As with most of North America, we cannot produce tempeh in the traditional manor. Traditional tempeh is a mix of cooked soybeans inoculated with the proper spore starter. The inoculated tempe mixture is wrapped in fresh banana leaves to ferment outside for a day or two.
Here in the USA, it is common use plastic bags with perforated with holes for fermenting the soy cakes; however, this is not following traditional ways or sustainable methods. The following experiment, brought about by looking for an alternative, is as follows: …
Experiment #: Tempe1012AB274 –
Alternative Sources for Tempeh Fermentation
Equipment Used: Dehulled split soybeans, tempeh spores, burdock leaves, common kitchen and lab utensils and glassware.
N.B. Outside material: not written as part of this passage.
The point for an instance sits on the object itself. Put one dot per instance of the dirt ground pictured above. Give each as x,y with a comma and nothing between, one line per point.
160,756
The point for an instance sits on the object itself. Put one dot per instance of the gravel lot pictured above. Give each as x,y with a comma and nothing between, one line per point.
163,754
– Experiment started via the standard tempeh recipe found on our organic-cultures.com website. Once soy beans are cooked and processed, the steps changed from placing tempeh mixture in perforated plastic bags to encasing the spore inoculated soy beans in a sustainable and eco-friendly wrapping.
– Cakes then wrapped in fresh burdock leaf. Found single layer of leaf material breaks and needs more holding strength. Some blanch the burdock leaves; in this case, we did not. Used two to three leaves placed opposed to each other. Proper amount of tempe spore soybean mixture placed within leaf ‘basket’. Secure with toothpicks or bamboo. Amount of mixture can very due to size of leaves, however, for better fermentation times use around a 1/3 cup or 4 oz/ 113gr per leaf.
– Fermented cakes for 29 hours at 75 degrees F on breathable rack lightly covered with layer of plastic film to keep moisture in. Cakes need air circulation but not enough to dry out. Cover with additional layers of burdock leaves for future testing.
– Extra mixture placed in glass baking tray vs. plastic bags, mixture pressed down to better inoculate soybeans and covered lightly with plastic wrap. Within same time frame as above, soybeans showed complete growth with pure white ‘fuzzy’ growth on top of the soy beans. This method seemed faster for quick use or where a sliced ‘cake’ packaged in plastic bags, is not desired. Allows easier mixing of a sauce or marinade with the fermented tempeh. In our test, we mixed the tempeh with BBQ sauce, pressed into cakes, battered and deep fried. Not the healthiest tempeh recipe it is a great vegan substitution for meat! With a cultured dipping sauce, it makes a very nice appetizer or snack.